Et du coup, comme on l’a dit : le ch. 26 ne se termine pas sur les malédictions, c’est-à-dire sur la désobéissance d’israël ! À partir du v. 40, on a les mêmes élans qu’on retrouvera chez le prophète Osée : « Et pourtant, même quand ils seront dans la terre de leurs ennemis — c’est-à-dire en Exil —, Je ne les repousserai pas et je ne les prendrai pas en dégoût au point de les exterminer et de rompre mon alliance avec eux. Car c’est Moi, HaShèM, leur ‘ÈLoHîM ! Je ferai mémoire pour eux de l’Alliance avec les anciens que j’ai fait sortir de la terre d’Égypte sous les yeux des nations pour être leur ‘ÈLoHîM, Moi, HaShèM ! » (Lv 26,44-45) Ouf ! Rien n’est donc jamais perdu avec HaShèM : on l’a vu avec l’épisode du Taurillon d’or et on le verra dans toute la suite de l’histoire.

Voilà.
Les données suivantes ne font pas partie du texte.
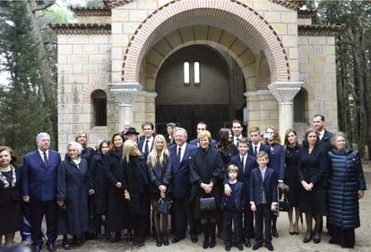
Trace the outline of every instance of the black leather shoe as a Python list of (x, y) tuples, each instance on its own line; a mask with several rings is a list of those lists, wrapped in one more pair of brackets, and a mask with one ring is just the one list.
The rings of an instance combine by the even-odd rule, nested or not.
[(272, 245), (272, 243), (266, 243), (266, 244), (265, 244), (265, 248), (266, 248), (269, 251), (273, 251), (273, 250), (274, 250), (273, 245)]
[(50, 252), (55, 252), (56, 250), (56, 245), (54, 244), (49, 244), (47, 247), (47, 250), (49, 250)]
[(196, 234), (191, 234), (191, 241), (193, 243), (196, 243), (198, 241), (198, 238)]
[(36, 245), (33, 247), (32, 252), (40, 252), (41, 245)]
[(262, 248), (262, 243), (255, 243), (255, 244), (254, 244), (254, 246), (253, 246), (253, 250), (257, 250), (257, 249), (259, 249), (260, 248)]
[(251, 247), (251, 243), (250, 243), (250, 240), (249, 240), (248, 239), (246, 239), (244, 240), (244, 244), (245, 244), (245, 246), (246, 246), (246, 247), (247, 247), (247, 248), (250, 248), (250, 247)]

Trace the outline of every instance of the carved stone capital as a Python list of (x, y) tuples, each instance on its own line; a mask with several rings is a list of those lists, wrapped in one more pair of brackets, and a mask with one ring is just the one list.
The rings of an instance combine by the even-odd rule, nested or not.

Ici se clôt véritablement le Livre du Lévitique, avec le v. 46 : « Tels sont les H.oQîM — les décrets, qui se disent soit H.ouQaH, au féminin et donc H.ouQoT au pluriel ; soit H.oQ, au masculin, H.oQîM au pluriel —, les MiShPâTîM — les jugements — et les TORoT — les lois, TORoT étant le pluriel de ToRaH — qu’établit HaShèM entre Lui et les Fils d’Israël dans le Mont Sinaï, par la main de Moïse. »  Toutes ces prescriptions, rappelons-nous, sont les prescriptions de la véritable LIBERTÉ, la LIBERTÉ QUI LIBÈRE et que le Lévitique désigne sous le nom de SAINTETÉ. « Soyez Saints car Moi, HaShèM, je suis Saint ! » Le cadre de l’Alliance est désormais en place, le peuple va pouvoir reprendre la marche et se diriger vers KaNa“aN, cahin-caha, mais il avancera.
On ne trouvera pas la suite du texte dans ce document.